A corollary of this theorem is Gibbard–Satterthwaite theorem about voting rules. The main difference between the two is that Gibbard–Satterthwaite theorem is limited to ranked (ordinal) voting rules: a voter's action consists in giving a preference ranking over the available options. Gibbard's theorem is more general and considers processes of collective decision that may not be ordinal: for example, voting systems where voters assign grades to candidates.

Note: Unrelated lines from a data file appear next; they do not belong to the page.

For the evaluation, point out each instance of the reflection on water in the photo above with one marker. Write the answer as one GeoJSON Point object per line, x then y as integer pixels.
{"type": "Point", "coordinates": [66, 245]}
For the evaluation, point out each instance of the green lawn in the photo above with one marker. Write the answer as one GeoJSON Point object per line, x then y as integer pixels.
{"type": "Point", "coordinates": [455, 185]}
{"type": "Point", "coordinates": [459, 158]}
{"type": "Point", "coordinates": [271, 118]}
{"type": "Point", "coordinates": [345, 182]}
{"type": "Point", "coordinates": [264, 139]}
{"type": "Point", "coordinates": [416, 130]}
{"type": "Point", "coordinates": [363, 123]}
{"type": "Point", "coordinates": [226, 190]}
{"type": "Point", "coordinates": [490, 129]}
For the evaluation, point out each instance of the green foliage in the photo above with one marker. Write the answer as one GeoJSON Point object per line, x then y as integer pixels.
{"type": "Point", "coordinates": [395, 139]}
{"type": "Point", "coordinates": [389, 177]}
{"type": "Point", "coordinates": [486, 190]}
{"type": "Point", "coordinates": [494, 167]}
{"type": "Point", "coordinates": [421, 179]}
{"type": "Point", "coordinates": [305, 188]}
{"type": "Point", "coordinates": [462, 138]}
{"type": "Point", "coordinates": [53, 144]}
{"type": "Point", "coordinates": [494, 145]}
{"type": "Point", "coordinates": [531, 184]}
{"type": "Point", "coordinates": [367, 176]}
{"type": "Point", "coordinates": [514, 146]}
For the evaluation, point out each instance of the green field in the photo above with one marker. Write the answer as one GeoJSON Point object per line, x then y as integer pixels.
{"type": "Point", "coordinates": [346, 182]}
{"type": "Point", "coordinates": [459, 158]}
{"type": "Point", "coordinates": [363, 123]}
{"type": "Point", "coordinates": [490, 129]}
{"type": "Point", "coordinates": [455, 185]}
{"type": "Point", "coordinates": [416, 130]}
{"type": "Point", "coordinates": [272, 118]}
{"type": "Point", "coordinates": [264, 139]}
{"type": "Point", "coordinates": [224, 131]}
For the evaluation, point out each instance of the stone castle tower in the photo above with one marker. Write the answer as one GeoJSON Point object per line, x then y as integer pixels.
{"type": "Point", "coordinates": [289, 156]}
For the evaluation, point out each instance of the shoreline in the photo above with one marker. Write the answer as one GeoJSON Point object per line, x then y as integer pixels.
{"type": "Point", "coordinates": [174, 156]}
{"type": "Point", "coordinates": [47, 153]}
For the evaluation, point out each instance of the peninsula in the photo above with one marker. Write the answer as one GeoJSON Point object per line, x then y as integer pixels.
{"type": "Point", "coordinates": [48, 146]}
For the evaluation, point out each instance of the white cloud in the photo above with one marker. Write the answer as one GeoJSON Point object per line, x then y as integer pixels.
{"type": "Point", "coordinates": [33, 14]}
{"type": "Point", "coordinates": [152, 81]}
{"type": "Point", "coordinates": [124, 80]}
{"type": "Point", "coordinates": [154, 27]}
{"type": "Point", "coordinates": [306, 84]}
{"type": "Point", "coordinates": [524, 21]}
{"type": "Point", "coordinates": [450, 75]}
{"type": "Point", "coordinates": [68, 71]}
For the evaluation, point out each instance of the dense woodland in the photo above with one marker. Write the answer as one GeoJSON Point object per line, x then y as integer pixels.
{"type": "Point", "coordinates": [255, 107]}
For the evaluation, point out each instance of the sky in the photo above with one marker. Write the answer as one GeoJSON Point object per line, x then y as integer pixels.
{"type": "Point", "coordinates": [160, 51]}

Gibbard's theorem can be proven using Arrow's impossibility theorem.
Gibbard's theorem is itself generalized by Gibbard's 1978 theorem[3] and Hylland's theorem, which extend these results to non-deterministic processes, i.e. where the outcome may not only depend on the agents' actions but may also involve an element of chance.
References
- ↑ https://en.wikipedia.org/w/index.php?title=Gibbard%27s_theorem&oldid=1033066316
- ↑ Gibbard, Allan (1973). "Manipulation of voting schemes: A general result" (PDF). Econometrica. 41 (4): 587–601. doi:10.2307/1914083. JSTOR 1914083.
- ↑ Gibbard, Allan (1978). "Straightforwardness of Game Forms with Lotteries as Outcomes" (PDF). Econometrica. 46 (3): 595–614. doi:10.2307/1914235.